Es war nicht langweilig, aber Amber konnte sich nicht wirklich darauf konzentrieren. Immer öfter in letzter Zeit schweiften ihre Gedanken ab zu Phobos. Nicht nur Ambers Verständnis der Welt hatte sich über die letzten Wochen verändert, sondern auch ihr Verständnis der beiden Frauen; vor allem der Frau, die sie im Wald gefunden hatte. Phobos schien in ihren Augen immer mysteriöser zu werden und Amber musste akzeptieren, dass die Vergangenheit der jungen Frau vielleicht auch von dunklen Schatten gezeichnet war so wie anscheinend ihre eigene … ihre eigene Vergangenheit … sie hatte aufgegeben, darüber zu sinnieren, was früher passiert war. Sie hatte sich fest dazu entschlossen, im Hier und Jetzt zu leben und so viel über die Welt zu erfahren, wie es ihr möglich war. Dass ihre eigene Vergangenheit sie immer weniger interessierte, schien ihr dabei nicht ungewöhnlich…

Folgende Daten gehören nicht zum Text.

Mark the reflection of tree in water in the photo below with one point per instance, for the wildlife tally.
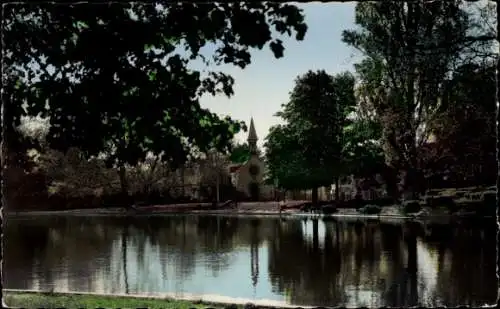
(301, 268)
(403, 290)
(469, 263)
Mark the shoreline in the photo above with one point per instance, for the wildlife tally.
(207, 300)
(389, 213)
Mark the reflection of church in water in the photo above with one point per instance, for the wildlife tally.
(254, 253)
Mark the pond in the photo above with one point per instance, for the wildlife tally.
(306, 262)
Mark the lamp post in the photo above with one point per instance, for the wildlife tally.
(216, 169)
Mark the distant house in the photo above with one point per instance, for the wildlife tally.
(248, 177)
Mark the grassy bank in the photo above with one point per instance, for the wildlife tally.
(55, 300)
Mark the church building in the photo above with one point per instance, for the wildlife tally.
(248, 177)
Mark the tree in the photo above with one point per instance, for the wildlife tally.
(113, 78)
(240, 153)
(316, 114)
(283, 159)
(465, 124)
(410, 48)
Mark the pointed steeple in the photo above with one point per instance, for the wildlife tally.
(252, 137)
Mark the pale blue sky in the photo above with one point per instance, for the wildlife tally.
(264, 85)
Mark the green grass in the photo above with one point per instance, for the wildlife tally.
(55, 300)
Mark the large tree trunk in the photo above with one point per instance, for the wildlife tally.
(497, 103)
(122, 173)
(337, 188)
(314, 196)
(412, 185)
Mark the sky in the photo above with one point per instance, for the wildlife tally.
(261, 88)
(265, 84)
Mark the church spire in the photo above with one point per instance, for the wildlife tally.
(252, 137)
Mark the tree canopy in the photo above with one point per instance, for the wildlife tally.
(113, 77)
(410, 48)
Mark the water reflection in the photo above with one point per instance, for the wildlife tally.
(303, 262)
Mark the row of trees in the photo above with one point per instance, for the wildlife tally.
(428, 71)
(112, 81)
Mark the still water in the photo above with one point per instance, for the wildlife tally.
(297, 261)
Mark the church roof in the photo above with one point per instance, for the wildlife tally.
(252, 135)
(233, 168)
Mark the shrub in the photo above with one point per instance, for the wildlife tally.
(329, 209)
(370, 209)
(439, 201)
(411, 206)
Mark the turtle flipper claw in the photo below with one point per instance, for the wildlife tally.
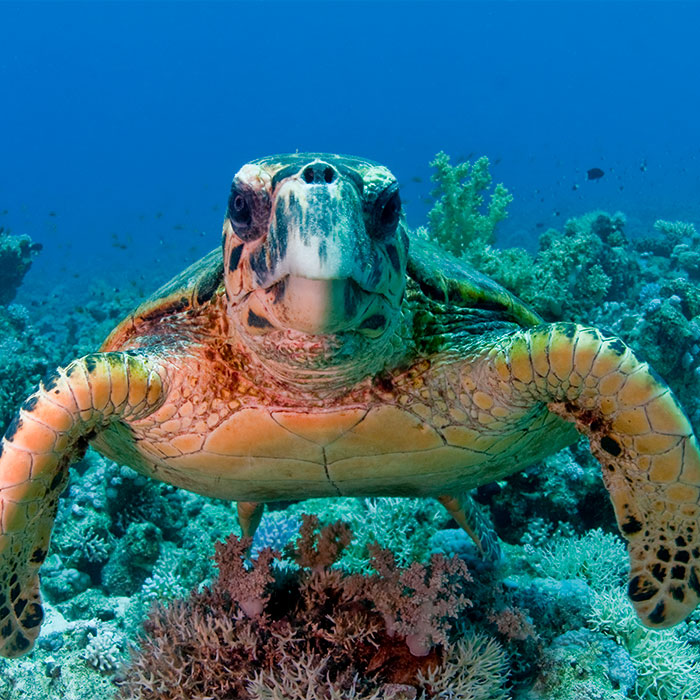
(50, 431)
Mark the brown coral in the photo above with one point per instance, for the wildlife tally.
(210, 647)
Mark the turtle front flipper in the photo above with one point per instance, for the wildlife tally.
(50, 431)
(643, 440)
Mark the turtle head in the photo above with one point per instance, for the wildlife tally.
(315, 250)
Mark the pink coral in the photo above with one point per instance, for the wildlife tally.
(418, 602)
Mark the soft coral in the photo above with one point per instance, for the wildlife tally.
(214, 644)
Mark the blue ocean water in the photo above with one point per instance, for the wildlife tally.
(122, 123)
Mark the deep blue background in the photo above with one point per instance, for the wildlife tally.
(121, 124)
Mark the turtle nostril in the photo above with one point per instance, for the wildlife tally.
(318, 173)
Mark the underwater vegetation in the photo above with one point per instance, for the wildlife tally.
(150, 595)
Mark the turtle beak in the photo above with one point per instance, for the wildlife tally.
(319, 306)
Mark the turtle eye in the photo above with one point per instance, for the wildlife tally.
(388, 212)
(240, 212)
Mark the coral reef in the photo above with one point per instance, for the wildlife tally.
(459, 220)
(317, 631)
(550, 622)
(16, 255)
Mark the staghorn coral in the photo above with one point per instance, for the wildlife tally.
(459, 220)
(237, 638)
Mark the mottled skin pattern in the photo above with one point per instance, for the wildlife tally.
(328, 351)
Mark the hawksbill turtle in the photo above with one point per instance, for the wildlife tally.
(327, 350)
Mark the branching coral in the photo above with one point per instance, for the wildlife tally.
(236, 638)
(459, 219)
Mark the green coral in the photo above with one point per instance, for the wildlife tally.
(599, 558)
(460, 219)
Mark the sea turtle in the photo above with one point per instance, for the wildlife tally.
(327, 350)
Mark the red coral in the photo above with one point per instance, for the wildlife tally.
(418, 602)
(248, 585)
(211, 646)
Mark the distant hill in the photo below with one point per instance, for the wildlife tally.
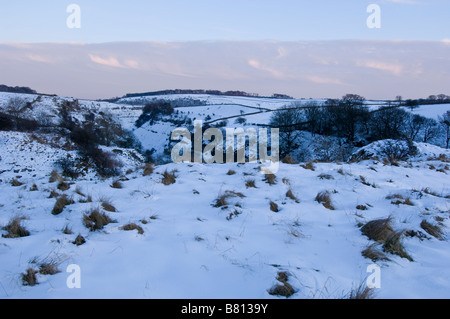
(209, 92)
(16, 89)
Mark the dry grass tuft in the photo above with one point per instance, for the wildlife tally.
(222, 199)
(373, 254)
(29, 278)
(133, 226)
(362, 292)
(324, 198)
(271, 179)
(63, 186)
(55, 177)
(309, 166)
(148, 169)
(61, 203)
(284, 289)
(107, 205)
(378, 230)
(16, 183)
(393, 245)
(116, 184)
(169, 177)
(49, 268)
(274, 207)
(288, 159)
(80, 240)
(250, 183)
(15, 229)
(291, 195)
(433, 230)
(96, 220)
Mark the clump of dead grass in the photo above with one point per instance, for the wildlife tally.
(15, 228)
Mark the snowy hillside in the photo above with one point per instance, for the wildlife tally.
(215, 231)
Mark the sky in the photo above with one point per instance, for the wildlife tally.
(268, 45)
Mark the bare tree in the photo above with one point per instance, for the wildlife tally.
(444, 120)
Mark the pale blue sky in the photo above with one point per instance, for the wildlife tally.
(193, 20)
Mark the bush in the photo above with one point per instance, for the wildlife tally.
(15, 229)
(96, 220)
(153, 111)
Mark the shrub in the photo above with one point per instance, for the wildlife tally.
(250, 183)
(80, 240)
(283, 289)
(16, 183)
(393, 245)
(116, 184)
(433, 230)
(274, 207)
(221, 200)
(107, 205)
(133, 226)
(378, 230)
(148, 169)
(169, 177)
(291, 195)
(49, 268)
(61, 203)
(270, 179)
(324, 198)
(96, 220)
(15, 229)
(309, 166)
(29, 278)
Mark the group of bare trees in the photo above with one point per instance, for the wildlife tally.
(350, 120)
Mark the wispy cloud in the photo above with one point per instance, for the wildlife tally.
(394, 68)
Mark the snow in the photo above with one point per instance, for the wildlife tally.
(191, 249)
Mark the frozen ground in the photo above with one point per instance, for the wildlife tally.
(189, 248)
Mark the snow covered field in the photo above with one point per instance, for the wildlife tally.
(221, 231)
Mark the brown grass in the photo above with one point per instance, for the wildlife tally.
(133, 226)
(283, 289)
(63, 186)
(61, 203)
(324, 198)
(107, 205)
(373, 254)
(169, 177)
(271, 179)
(80, 240)
(117, 184)
(222, 199)
(148, 169)
(326, 176)
(16, 183)
(362, 292)
(29, 278)
(15, 229)
(288, 159)
(291, 195)
(309, 166)
(55, 177)
(49, 268)
(274, 207)
(433, 230)
(96, 220)
(393, 245)
(250, 183)
(378, 230)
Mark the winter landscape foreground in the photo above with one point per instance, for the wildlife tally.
(155, 229)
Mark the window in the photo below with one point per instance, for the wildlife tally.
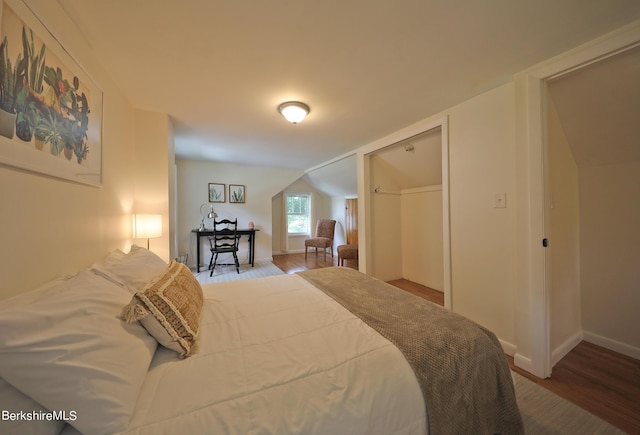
(298, 213)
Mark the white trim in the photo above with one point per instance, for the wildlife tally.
(507, 348)
(614, 345)
(533, 310)
(329, 162)
(365, 190)
(566, 347)
(437, 188)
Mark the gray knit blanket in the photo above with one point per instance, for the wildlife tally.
(460, 366)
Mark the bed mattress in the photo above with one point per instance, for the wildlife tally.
(277, 355)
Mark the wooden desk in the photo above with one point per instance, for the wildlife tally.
(251, 232)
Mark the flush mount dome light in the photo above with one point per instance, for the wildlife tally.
(293, 111)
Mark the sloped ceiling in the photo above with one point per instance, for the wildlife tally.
(415, 162)
(220, 68)
(599, 109)
(336, 179)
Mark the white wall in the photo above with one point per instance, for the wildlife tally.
(564, 236)
(481, 138)
(51, 227)
(483, 238)
(261, 185)
(154, 183)
(421, 231)
(610, 255)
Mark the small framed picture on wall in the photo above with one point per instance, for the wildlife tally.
(216, 192)
(236, 193)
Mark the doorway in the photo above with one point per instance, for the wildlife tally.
(392, 173)
(534, 271)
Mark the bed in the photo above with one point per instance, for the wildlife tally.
(329, 351)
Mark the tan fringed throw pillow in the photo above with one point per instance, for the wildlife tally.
(169, 307)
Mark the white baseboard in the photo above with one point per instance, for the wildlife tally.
(616, 346)
(523, 362)
(507, 347)
(561, 351)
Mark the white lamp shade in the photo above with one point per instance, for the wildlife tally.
(294, 111)
(147, 226)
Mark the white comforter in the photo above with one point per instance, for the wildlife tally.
(278, 356)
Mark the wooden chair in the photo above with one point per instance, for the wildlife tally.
(323, 238)
(225, 240)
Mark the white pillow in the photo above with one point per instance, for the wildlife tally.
(133, 270)
(26, 412)
(69, 351)
(102, 266)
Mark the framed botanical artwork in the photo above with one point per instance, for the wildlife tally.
(236, 193)
(216, 192)
(50, 108)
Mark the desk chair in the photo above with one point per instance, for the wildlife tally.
(325, 229)
(225, 240)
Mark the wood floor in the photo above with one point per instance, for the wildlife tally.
(605, 383)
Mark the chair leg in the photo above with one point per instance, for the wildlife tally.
(235, 257)
(215, 260)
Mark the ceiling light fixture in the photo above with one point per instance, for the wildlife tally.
(294, 111)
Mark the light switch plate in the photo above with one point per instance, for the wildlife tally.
(500, 200)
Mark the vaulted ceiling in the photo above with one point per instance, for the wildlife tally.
(220, 68)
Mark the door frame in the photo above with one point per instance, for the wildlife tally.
(364, 194)
(533, 306)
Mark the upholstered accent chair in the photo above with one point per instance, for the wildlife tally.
(323, 238)
(347, 252)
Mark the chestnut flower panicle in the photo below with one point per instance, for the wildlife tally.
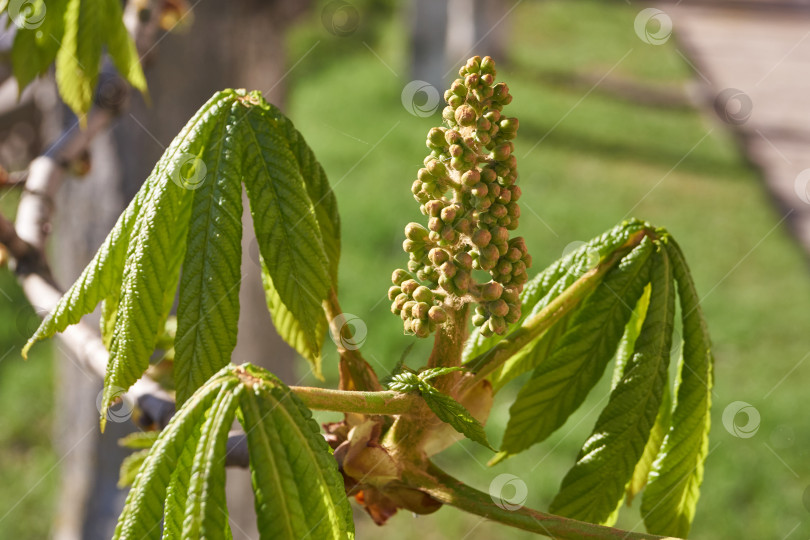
(468, 191)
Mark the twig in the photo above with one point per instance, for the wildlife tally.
(448, 490)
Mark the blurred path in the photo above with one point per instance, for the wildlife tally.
(755, 60)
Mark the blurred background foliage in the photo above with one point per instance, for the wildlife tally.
(585, 164)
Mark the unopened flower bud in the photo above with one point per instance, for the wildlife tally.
(422, 294)
(511, 295)
(480, 190)
(408, 286)
(439, 256)
(498, 324)
(481, 237)
(463, 260)
(420, 328)
(437, 314)
(513, 255)
(420, 310)
(491, 291)
(488, 65)
(465, 115)
(448, 269)
(415, 232)
(399, 276)
(462, 281)
(490, 252)
(434, 207)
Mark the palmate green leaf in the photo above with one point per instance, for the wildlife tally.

Und doch war diese Entscheidung nicht aus rationaler Überlegung entstanden, sondern aus einem Gefühl in ihrem tiefsten Inneren und Amber hatte ohne zu zögern diese Wendung akzeptiert. Vielleicht würden die Antworten einfach zu ihr kommen, ob sie es taten, war nicht wichtig. Und doch … vielleicht lügte sie sich dabei selbst an?
Die verzerrten Bilder der blutigen Leiber hatte sie nicht vergessen. Sie waren unter allen anderen Gedanken in die Schatten ihres Geistes geschoben worden, doch sie verschwanden nicht…
Ein Wiehern riss Amber aus ihrem Grübeln. Sie blickte nach unten und konnte am Rand des Fensters gerade noch Phobos’ Kopf erkennen. Ein paar Mal hatte sie selbst mit den Pferden zu tun gehabt; hatte Phobos beim Ausmisten und Füttern geholfen … eines Tages würde sie vielleicht selbst den Wald verlassen … sie fühlte sich immer mehr bereit dazu.
Der Wald selbst hatte sich nur wenig verändert. Tatsächlich war der Frühling, von dem ihr Alva erzählt hatte, vor einer Weile eingetroffen, aber es sah nicht so aus, wie er in den Büchern beschrieben war. Phobos hatte ihr erklärt, dass der „Tote Wald“ seinen Namen nicht grundlos trug und er sich nicht so verhielt wie andere Wälder. Doch die Luft war immerhin wärmer geworden und der Boden knisterte nicht mehr vom Frost. Alva sprach schon davon, dass bald Sommer würde und Amber war neugierig, ob der Wald vielleicht dann eine große Veränderung erleben würde …
Alva … ob sie im Bad schon fertig ist?
Amber schwang ihre Beine von der Fensterbank und legte das Buch in die kleine Tasche ihrer Schürze.
Später …
Das Haus war still wie immer. Sie klopfte leise an die Badezimmertür an.
Alva? Bist du noch da? Kann ich reinkommen?